With the increase in adoption of HTTPS and web browsers offering native controls, the Electronic Frontier Foundation (EFF) has decided to put its popular browser extension HTTPS Everywhere to maintenance mode in 2022. The company says the aim of the extension launch 10 years back is to make it redundant.
What is HTTPS Everywhere?
HTTPS Everywhere is an extension available for web browsers such as Firefox, Chrome, Microsoft Edge, Opera, and Vivaldi The extension when installed tries to load HTTP sites over HTTPS whenever possible.

When the extension was initially available, most of the websites doesn’t support HTTPS.
Since Mozilla, Google, Microsoft joined hands to increase HTTPS adoption on the web, HTTPS turning out to be unnecessary. It does not only have a lot of sites that were moved to HTTPS from HTTP in recent years but web browsers offering a setting to load pages via secure connection if possible with HTTPS-only mode or HTTPS-first mode. Firefox offers it, so do Microsoft Edge and Chrome.
So, enabling the HTTPS-only mode setting is all users need to do in web browsers going forward, they can remove the HTTPS everywhere extension now.
“The goal of HTTPS everywhere was always to become redundant. That would mean we’d achieved our larger goal: a world where HTTPS is broadly available and accessible that users no longer need an extra browser extension to get it. Now that world is closer than ever, with mainstream browsers offering native support for HTTPS-only mode.”
HTTPS Everywhere to enter Maintenance mode in 2022
EFF says HTTPS Everywhere will be in maintenance mode throughout 2022. The company promises to inform users about native HTTPS-only mode options in the browser before fully sunsetting the extension.
Running HTTPS-only mode and HTTPS Everywhere together
Google recently released Chrome 94 with HTTPS-only mode for desktop and android.

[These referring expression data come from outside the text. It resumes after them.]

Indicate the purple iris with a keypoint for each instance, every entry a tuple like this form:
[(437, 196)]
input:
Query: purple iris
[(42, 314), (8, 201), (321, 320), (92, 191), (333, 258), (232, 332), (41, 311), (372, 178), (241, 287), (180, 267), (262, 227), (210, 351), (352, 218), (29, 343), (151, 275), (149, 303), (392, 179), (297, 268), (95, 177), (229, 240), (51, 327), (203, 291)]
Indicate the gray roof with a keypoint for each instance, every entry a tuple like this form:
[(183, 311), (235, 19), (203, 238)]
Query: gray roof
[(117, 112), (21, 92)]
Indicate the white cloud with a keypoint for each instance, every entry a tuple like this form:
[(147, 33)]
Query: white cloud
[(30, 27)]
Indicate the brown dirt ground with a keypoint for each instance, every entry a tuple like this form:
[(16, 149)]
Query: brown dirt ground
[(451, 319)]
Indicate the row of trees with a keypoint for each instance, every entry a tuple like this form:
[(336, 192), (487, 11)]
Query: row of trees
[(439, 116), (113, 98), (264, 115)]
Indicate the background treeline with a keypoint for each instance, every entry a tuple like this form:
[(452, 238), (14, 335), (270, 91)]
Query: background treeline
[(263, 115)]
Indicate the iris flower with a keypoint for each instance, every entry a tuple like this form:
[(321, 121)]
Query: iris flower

You need to visit Security settings and toggle the “Always use secure connection” option to enable the feature
You shouldn’t be running HTTPS Everywhere with HTTPS-Only enabled in in web browser as both may conflict with each other. It is better to remove the extension than to disable the setting.
As of now, some of the web browser vendors don’t have enough confidence to force HTTPS in the browser by default. This may take some time for HTTPS-only mode to become the default in every web browser that supports it, be it be Firefox or Microsoft Edge.